16.6.1 Item Normalization:
The initial phase in any incorporated framework is to standardize the
approaching things to a standard arrangement. Thing standardization gives
consistent rebuilding of the thing. Extra activities during thing
standardization are expected to make an access ible information structure:
recognizable proof of preparing tokens (e.g., words), portrayal of the
tokens, and stemming (e.g., eliminating word endings) of the tokens.
The handling tokens and their portrayal are utilized to characterize the
accessible co ntent from the complete got text. shows the standardization
cycle. Normalizing the information takes the diverse outer organizations
of information and plays out the interpretation to the arrangements worthy
to the framework. A framework might have a solit ary configuration for all
things or permit numerous organizations. One illustration of normalization
could be interpretation of unknown dialects into Unicode. Each language
has an alternate inner twofold encoding for the characters in the language.
One sta ndard encoding that covers English, French, Spanish, and so forth
is ISO -Latin.
To help the clients in creating lists, particularly the expert indexers, the
framework gives an interaction called Automatic File Build (AFB). Multi -
media adds an additional measurement to the standardization interaction.
As well as normalizing the printed input, the multi -media input likewise munotes.in
Page 272
272
should be normalized. There are a ton of alternatives to the principles
being applied to the standardization. In the event that the inf ormation is
video the reasonable advanced norms will be either MPEG -2, MPEG -1,
AVI or Real Media. MPEG (Motion Picture Expert Group) guidelines are
the most all -inclusive principles for better video where Real Media is the
most well -known norm for lower qu ality video being utilized on the
Internet. Sound guidelines are normally WAV or Real Media (Real
Audio). Pictures differ from JPEG to BMP.
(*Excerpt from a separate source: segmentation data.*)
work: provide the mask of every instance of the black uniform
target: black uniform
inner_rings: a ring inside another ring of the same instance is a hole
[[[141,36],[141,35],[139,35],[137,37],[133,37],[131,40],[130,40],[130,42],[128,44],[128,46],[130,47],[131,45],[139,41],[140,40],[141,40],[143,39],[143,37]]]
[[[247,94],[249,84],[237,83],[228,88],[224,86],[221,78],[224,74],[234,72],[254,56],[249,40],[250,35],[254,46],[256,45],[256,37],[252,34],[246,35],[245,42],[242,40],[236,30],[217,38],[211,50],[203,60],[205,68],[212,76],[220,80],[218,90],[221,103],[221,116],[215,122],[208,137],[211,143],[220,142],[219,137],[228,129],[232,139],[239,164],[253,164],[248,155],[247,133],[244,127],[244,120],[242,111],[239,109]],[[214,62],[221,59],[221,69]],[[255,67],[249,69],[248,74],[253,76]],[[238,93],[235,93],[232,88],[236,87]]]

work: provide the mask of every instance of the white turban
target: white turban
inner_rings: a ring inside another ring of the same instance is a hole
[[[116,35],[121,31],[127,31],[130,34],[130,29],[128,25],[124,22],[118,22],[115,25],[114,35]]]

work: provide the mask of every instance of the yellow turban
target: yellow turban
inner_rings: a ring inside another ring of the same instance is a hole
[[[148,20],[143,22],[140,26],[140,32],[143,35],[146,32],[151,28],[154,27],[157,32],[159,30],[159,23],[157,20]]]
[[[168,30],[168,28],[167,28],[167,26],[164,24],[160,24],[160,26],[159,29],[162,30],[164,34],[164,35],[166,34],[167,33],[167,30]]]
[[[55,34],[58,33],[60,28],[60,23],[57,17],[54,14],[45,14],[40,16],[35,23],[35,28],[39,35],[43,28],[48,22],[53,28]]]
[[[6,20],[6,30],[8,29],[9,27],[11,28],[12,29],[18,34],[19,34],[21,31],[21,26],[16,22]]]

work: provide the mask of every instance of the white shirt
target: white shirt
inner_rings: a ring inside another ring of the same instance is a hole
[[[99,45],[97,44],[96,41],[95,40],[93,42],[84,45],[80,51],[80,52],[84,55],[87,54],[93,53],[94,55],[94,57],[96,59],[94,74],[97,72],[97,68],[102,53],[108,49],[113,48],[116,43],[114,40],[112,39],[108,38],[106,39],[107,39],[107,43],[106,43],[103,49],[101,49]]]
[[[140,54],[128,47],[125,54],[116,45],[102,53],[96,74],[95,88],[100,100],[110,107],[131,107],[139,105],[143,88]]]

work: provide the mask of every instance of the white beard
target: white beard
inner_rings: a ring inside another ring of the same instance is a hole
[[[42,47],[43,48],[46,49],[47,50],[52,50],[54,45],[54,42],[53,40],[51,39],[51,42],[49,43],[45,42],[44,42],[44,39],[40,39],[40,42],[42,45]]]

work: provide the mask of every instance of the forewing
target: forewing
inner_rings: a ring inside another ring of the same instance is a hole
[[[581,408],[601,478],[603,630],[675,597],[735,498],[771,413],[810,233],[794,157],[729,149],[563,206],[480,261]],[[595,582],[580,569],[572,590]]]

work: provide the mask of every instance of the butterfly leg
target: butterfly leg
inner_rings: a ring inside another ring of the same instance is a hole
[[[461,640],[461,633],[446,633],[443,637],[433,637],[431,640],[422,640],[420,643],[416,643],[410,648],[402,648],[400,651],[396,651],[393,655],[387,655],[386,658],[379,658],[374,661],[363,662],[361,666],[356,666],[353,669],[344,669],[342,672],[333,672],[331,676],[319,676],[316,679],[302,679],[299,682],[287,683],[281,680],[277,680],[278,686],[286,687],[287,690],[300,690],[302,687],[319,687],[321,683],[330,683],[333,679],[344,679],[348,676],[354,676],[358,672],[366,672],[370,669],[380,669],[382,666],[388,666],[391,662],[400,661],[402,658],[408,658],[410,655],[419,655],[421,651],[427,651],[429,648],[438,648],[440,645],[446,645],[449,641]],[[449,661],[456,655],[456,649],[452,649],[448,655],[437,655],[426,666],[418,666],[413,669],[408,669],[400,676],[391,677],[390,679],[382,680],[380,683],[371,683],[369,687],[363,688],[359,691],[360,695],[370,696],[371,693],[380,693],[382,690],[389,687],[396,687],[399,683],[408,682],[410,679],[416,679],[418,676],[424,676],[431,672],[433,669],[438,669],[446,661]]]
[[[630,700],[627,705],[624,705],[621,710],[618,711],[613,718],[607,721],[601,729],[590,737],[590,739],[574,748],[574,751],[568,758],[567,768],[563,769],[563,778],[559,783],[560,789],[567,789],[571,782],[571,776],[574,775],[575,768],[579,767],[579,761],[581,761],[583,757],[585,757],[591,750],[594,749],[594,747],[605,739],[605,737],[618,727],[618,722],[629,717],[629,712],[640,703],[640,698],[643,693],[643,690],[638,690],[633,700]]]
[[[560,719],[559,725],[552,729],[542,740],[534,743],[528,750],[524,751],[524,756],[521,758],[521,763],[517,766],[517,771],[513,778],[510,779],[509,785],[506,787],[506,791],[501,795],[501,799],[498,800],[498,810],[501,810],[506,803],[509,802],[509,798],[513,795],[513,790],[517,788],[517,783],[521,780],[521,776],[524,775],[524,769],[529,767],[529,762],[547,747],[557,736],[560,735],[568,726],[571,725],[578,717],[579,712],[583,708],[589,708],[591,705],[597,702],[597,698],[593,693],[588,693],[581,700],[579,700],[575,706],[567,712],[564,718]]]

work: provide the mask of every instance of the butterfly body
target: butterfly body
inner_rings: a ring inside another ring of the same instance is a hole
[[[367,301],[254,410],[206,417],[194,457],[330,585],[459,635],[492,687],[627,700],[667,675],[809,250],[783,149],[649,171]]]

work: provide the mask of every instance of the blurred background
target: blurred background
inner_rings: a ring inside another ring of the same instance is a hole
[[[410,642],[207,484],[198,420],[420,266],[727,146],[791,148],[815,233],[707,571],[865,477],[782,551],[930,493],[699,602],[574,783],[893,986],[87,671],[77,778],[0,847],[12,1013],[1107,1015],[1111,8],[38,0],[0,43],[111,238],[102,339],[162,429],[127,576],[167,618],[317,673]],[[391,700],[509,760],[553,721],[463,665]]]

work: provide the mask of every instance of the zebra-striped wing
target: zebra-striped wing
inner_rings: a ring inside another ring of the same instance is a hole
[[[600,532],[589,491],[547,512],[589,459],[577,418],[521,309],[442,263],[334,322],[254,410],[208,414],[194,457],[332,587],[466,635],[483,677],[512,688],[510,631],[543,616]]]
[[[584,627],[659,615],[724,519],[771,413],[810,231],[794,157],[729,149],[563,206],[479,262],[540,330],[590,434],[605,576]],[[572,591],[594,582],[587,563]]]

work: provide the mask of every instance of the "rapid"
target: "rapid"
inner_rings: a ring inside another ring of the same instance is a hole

The following cycle is to parse the thing into coherent sub -divisions that
have importance to the client. This cyc le, called "Drafting," is apparent to
the client and used to build the accuracy of a hunt and streamline the
showcase. A run of the mill thing is partitioned into zones, which might
cover and can be various levelled, like Title, Author, Abstract, Main Text ,
Conclusion, and References. The drafting data is passed to the handling
token recognizable proof activity to store the data, permitting searches to
be confined to a particular zone. For instance, on the off chance that the
client is keen on articles talk ing about "Einstein" the inquiry ought to
exclude the Bibliography, which could incorporate references to articles
composed by "Einstein." Systems decide words by separating input
images into 3 classes:
1) Valid word symbols
2) Inter -word symbols
3) Special processing symbols.
A word is characterized as a bordering set of word images limited by
between word images. In numerous frameworks between word images are
non-accessible and ought to be painstakingly chosen. Instances of word
images are alphabet ic characters and numbers. Instances of conceivable
between word images are spaces, periods and semicolons. The specific
meaning of a between word image is subject to the parts of the language
area of the things to be prepared by the framework. For instanc e, a
punctuation might be of little significance if by some stroke of good luck
utilized for the possessive case in English yet may be basic to address
unfamiliar names in the information base. Then, a Stop List/Algorithm is
applied to the rundown of poten tial handling tokens.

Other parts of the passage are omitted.